# Is LTR at college now??



## Shanghai (Sep 3, 2010)

Has our Stephen started classes yet??

I hope you are settled in and things are going well for you.

Good Luck!!


----------



## AlanB (Sep 3, 2010)

Yes, he's up in Niagara at this point. I'm not sure if he's actually settled in, as any Freshman always needs a bit of time to settle into the new routine that is college.


----------



## the_traveler (Sep 4, 2010)

LTR tweeted that it was "cool". Just wait until winter comes - and it will be *COLD*!


----------



## Long Train Runnin' (Sep 4, 2010)

I am indeed up here at Niagara. Last week marked the first full week of classes. Everything is going well up here. The heatwave that gripped the area finally ended today and instead of being 90 like it was yesterday the high will be a crisp 64.


----------



## WhoozOn1st (Sep 4, 2010)

Long Train Runnin said:


> Last week marked the first full week of classes.

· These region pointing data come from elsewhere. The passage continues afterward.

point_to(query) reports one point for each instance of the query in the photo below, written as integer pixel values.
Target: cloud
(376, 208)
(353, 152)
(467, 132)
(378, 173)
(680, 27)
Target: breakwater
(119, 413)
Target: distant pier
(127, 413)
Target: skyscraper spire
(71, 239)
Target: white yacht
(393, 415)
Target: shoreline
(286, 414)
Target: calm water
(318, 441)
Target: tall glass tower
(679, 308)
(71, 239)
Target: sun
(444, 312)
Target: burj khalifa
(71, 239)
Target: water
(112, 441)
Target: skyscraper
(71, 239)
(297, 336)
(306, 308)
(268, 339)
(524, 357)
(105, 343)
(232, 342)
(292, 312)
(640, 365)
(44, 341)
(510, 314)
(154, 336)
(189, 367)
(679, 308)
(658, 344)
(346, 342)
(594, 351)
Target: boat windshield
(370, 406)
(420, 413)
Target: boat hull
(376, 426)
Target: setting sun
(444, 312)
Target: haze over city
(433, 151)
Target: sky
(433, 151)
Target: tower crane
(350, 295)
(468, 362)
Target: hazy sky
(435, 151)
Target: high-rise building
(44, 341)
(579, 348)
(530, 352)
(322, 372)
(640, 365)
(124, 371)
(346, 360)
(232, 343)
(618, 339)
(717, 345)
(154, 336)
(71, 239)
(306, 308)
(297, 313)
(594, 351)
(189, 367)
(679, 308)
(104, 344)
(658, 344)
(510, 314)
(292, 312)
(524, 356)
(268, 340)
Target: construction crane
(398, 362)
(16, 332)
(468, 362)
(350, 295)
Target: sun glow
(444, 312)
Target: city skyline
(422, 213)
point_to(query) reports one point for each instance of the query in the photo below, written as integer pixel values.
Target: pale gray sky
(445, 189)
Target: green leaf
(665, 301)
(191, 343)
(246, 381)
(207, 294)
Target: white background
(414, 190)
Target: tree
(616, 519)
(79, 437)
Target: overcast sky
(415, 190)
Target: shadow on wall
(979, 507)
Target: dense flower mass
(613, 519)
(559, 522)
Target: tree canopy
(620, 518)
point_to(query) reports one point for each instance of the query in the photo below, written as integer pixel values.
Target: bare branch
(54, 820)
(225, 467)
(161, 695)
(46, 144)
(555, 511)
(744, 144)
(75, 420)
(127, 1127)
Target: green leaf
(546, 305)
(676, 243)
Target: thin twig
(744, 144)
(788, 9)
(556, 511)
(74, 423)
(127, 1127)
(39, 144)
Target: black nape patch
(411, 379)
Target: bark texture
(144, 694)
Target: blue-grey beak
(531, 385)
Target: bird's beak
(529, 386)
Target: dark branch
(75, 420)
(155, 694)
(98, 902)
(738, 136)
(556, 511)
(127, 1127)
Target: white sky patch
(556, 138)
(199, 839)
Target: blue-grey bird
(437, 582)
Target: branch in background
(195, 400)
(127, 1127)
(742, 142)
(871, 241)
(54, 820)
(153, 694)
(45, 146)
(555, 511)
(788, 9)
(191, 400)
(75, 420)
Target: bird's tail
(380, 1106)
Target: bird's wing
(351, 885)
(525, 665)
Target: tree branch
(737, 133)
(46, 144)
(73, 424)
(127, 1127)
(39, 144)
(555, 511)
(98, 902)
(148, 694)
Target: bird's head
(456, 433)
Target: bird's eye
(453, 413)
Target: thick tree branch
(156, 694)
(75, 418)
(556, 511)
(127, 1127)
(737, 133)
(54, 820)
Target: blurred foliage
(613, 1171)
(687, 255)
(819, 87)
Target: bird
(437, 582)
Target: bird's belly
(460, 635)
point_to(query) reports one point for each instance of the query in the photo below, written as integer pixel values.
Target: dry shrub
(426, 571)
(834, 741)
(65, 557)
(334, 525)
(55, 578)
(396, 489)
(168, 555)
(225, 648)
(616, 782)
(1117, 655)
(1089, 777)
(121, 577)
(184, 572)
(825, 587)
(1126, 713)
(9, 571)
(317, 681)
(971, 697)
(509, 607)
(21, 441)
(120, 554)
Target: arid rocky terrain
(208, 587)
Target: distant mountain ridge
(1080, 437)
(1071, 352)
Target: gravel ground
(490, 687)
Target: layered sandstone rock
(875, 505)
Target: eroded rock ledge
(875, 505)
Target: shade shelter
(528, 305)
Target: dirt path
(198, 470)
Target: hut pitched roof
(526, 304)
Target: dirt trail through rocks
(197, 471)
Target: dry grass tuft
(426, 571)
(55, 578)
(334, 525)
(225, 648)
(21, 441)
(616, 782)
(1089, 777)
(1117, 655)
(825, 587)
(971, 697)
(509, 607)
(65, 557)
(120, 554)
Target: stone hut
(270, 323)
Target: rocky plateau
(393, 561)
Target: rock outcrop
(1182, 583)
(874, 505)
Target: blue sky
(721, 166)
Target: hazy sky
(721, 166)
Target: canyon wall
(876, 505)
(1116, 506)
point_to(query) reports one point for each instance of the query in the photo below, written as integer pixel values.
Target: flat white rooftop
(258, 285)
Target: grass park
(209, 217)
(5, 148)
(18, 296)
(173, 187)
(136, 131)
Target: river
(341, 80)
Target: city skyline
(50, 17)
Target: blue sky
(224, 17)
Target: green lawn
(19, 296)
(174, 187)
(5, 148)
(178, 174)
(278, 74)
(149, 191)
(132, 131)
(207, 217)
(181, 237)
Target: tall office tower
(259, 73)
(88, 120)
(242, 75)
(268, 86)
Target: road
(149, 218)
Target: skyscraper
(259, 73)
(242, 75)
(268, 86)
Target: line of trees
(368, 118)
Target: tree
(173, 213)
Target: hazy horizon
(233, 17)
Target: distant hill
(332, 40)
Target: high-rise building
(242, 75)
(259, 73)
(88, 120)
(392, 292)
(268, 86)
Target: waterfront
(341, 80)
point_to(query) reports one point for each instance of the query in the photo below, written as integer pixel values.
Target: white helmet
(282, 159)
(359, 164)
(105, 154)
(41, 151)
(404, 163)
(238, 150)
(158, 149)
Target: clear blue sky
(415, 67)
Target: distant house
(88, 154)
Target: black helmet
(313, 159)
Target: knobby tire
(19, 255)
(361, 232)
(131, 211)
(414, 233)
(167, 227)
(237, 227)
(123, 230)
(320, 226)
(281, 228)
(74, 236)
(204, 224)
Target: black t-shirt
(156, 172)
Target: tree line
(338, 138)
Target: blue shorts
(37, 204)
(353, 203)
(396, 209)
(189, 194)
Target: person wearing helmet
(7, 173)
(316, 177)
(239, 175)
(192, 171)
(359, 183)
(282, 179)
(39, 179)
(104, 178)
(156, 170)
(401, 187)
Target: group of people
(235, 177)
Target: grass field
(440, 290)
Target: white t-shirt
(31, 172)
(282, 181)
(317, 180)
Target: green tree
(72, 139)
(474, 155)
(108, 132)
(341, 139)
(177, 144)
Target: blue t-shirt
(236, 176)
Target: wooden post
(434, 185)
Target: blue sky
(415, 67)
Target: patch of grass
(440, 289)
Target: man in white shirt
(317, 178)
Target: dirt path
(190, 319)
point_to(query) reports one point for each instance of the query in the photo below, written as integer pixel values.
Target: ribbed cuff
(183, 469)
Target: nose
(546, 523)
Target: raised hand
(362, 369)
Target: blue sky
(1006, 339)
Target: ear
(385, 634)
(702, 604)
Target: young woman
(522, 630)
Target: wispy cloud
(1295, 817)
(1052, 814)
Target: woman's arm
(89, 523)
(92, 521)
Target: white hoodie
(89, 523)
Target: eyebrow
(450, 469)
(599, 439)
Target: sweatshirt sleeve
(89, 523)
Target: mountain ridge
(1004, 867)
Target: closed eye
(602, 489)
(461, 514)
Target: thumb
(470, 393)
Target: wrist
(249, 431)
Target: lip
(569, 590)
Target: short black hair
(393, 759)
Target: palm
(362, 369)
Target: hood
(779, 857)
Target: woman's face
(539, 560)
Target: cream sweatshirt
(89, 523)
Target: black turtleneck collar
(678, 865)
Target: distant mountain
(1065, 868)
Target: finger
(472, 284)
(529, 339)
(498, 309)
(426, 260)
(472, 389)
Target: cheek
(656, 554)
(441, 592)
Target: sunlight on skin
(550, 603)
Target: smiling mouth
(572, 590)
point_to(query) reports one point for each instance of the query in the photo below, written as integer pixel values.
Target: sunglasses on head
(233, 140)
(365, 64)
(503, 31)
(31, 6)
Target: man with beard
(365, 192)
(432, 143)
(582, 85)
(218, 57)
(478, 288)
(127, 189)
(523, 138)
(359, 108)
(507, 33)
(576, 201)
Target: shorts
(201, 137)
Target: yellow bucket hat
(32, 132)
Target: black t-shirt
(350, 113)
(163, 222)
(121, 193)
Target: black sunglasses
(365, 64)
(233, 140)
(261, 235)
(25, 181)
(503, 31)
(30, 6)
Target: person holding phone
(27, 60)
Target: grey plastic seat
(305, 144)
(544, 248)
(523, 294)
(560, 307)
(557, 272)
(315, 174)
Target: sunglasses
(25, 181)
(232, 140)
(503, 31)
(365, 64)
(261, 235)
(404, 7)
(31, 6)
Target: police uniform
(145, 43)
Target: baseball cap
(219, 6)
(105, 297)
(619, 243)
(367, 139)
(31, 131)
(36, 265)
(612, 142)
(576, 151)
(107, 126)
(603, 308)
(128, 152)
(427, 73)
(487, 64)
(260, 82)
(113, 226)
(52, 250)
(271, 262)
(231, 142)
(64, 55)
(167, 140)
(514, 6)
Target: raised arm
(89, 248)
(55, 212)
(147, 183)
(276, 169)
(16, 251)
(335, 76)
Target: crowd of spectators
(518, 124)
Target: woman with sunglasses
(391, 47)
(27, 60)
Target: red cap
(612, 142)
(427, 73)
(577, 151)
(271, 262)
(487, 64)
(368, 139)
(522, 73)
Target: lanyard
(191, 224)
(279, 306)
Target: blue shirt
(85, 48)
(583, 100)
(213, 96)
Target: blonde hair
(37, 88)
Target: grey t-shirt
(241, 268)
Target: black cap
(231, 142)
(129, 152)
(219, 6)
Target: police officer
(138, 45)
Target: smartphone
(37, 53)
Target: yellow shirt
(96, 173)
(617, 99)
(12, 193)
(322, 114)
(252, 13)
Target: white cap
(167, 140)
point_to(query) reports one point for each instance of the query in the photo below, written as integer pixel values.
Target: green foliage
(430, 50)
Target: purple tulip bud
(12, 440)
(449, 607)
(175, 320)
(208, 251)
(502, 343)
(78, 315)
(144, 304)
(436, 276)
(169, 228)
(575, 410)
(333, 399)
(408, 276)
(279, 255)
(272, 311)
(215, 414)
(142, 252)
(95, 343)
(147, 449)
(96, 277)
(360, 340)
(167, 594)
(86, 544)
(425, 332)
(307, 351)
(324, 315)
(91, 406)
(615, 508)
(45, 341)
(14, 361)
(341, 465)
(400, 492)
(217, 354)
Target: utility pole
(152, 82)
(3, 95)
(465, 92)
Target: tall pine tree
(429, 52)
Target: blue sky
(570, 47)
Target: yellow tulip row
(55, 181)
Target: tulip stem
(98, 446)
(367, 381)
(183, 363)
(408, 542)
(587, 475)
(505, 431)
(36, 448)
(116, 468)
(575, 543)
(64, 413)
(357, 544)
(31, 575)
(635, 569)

Which means this is the first weekend of the semester. Shouldn't you be out taking advantage of that 3:1 chick/dude ratio you told me about? On the other hand, with such favorable odds maybe you can just relax and let them come to YOU!


----------



## Guest (Sep 4, 2010)

He's probably across the river in Canada chasing the Canadian women who are much friendlier than the New York ones! ^_^ Could also be with his buddies figuring out how they can go over the falls and survive since college freshmen are both young and daring! :giggle:

Seriously he did say that he will be in St. Louis for the Gathering so guess we'll get a full report of the early days @ college!


----------



## MrFSS (Sep 4, 2010)

Ah, college - I vaguely remember that from 45 years ago. There wasn't even any Amtrak, then, either.


----------



## GG-1 (Sep 4, 2010)

MrFSS said:


> Ah, college - I vaguely remember that from 45 years ago. There wasn't even any Amtrak, then, either.


Aloha

I remember College fairly well, but that was because I worked in Disneyland to pay for it and majored in theater. While there was no Amtrak there was Route 66 which I drove coat to coast just before college.


----------



## MrFSS (Sep 4, 2010)

GG-1 said:


> MrFSS said:
> 
> 
> > Ah, college - I vaguely remember that from 45 years ago. There wasn't even any Amtrak, then, either.
> ...


That would be tough to do - Route 66 runs from Chicago to California.


----------



## GG-1 (Sep 4, 2010)

MrFSS said:


> GG-1 said:
> 
> 
> > MrFSS said:
> ...


Aloha

Well I did drive from CT to LA, but you are correct, part of the drive was on something else as I do remember the one error I made with the AAA trip tickets got me on 66 going east for a bit. Went about a mile before the road ended, reversed back and found the second route 66 sign going west. What a trip 4.5 days of seeing the country.


----------



## Long Train Runnin' (Sep 5, 2010)

Thanks for the well wishes everyone! I've already made some memories and already gotten shaken down by border patrol :lol: Can't wait to see everyone at the gathering.


----------



## Green Maned Lion (Sep 20, 2010)

You in college scares me. But at least you're not in New Jersey anymore.


----------



## Pastor Dave (Sep 27, 2010)

LTR,

Have a great Freshman year. Enjoy the college experience because it sure seems to go fast!

Dave


----------